After Paris we are in Trieste for a month.  Trieste is almost due east from Venice on the Adriatic, on the border with Slovenia, and 90% of rural dwellers speak Slovenian, while Italian dominates in the city.  Trieste was part of the Austria-Hungarian empire from the 14th century until it was ceded to Italy at the conclusion of WW1.  It has a mild climate, with a high of 28C (low 80’s F) in the summer.  We have never been there but it is a city well worth visiting.  Since it borders Slovenia, it and Croatia are readily visited as well.  We have rented a one bedroom flat near the old port.

From September – late December we have rented a flat in Rome from a couple visiting New York during this period.  It is a small house  near Tiburtina station and a tram line.  Trains and trams are generally faster than buses, which must contend with tons of traffic.  We are not near a metro.  Where we go next year has yet to be determined.  We do think Valencia is in our future, however.

 

 

 

 

More about Valencia’s symphonic bands (with link to a video)

Peg writes:
You may know my penchant for these Valencian symphonic bands.  We can hear groups of this caliber almost every week at the beautiful Palau de la Musica here in Valencia.
In any case, we heard this composition by Bert Appermont, a Belgian composer who was born in 1973, last Sunday.  It tells the story of Lamoral, the Count of Egmont, a descendent of one of Spain’s wealthiest families, who was a general serving under King Philip II of Spain in the Low Countries (Belgium and Holland), in 1560 ruled by Spain.  He was born and raised in Holland, however, and after years of military training in Spain and distinguished service in the army, began to protest strongly against Philip II’s cruel and tyrannical government.  He was eventually imprisoned and beheaded.   To make a long story short, his death sparked the 80 years war that resulted in the independence of the Low Countries from Spain.  You can hear the entire story in this piece.
This is a typical band from our area.  There are more than 600 of them, most with music schools attached.  These people all have day jobs, many of them having nothing to do with music.  They do it out of love, often living in the town where they went to the local music school.  Sometimes their kids play sitting next to them – I’ve seen a few who look like they’re about 12 years old.  Until they are good enough, the kids play in the school band.

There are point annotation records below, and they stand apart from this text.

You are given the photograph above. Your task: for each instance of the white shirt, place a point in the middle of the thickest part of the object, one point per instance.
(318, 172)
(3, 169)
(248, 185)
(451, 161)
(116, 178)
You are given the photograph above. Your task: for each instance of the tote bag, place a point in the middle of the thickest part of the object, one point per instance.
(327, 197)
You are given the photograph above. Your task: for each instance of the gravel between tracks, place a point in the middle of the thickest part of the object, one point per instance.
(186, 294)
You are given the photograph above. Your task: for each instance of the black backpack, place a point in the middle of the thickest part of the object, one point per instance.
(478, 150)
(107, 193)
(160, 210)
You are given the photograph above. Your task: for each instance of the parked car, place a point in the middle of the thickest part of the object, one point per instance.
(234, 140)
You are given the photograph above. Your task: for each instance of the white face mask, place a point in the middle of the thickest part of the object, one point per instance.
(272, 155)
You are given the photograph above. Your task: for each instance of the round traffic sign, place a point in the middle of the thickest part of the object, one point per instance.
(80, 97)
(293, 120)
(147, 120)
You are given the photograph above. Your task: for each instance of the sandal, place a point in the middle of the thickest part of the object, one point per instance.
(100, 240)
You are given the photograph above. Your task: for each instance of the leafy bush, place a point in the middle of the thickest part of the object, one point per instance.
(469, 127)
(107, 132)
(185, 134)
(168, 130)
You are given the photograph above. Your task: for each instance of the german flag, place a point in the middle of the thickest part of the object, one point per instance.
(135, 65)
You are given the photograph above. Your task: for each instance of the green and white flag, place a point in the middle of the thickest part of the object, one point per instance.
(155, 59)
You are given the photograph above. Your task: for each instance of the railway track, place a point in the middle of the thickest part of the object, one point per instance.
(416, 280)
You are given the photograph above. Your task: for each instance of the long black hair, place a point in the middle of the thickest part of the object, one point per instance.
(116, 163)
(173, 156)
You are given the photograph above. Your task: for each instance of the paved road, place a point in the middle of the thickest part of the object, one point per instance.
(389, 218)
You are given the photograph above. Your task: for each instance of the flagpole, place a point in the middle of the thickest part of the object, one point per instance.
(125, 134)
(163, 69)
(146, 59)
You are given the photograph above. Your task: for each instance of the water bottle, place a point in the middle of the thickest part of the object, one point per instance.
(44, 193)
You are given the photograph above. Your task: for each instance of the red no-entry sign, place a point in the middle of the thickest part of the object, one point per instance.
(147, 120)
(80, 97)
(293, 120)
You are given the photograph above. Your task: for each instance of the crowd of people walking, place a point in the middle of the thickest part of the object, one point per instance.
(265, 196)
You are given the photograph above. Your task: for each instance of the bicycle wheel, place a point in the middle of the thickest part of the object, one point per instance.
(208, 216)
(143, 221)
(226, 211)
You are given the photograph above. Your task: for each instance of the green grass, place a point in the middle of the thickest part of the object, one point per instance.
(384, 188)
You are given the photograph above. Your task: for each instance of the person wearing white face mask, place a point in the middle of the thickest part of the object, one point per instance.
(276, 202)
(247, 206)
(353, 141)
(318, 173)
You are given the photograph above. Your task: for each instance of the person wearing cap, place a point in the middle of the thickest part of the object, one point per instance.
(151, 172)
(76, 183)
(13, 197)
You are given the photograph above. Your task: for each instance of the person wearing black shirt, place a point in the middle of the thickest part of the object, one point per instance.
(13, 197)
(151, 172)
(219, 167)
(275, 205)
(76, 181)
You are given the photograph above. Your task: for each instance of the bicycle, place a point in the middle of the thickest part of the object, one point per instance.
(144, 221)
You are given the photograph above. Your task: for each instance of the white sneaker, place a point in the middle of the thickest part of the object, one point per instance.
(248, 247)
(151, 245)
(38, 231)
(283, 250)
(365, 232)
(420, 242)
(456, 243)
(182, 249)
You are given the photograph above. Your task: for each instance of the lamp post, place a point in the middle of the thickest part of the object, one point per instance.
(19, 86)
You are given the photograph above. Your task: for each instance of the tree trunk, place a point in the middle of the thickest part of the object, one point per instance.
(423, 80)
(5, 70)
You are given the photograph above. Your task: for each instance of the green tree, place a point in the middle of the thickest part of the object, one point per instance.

This performance was taped during a band competition in the area.

St Pat’s Day in Trafalgar Square

Went to St Pat Day event at Trafalgar Sq. with 100,000 of our closest friends today. We listened to a harp concert, and the Commitments on loan from the musical ongoing here. It was a bright and sunny day. A friend I met in Spain but from here met us there and we walked past Big Ben (leaning 3 degrees), Parliament, and across the river. Lots of activity on this beautiful day- which started out badly when the parking lot machine wasn’t working and the call in number wasn’t either- but ended well as we got no parking ticket either.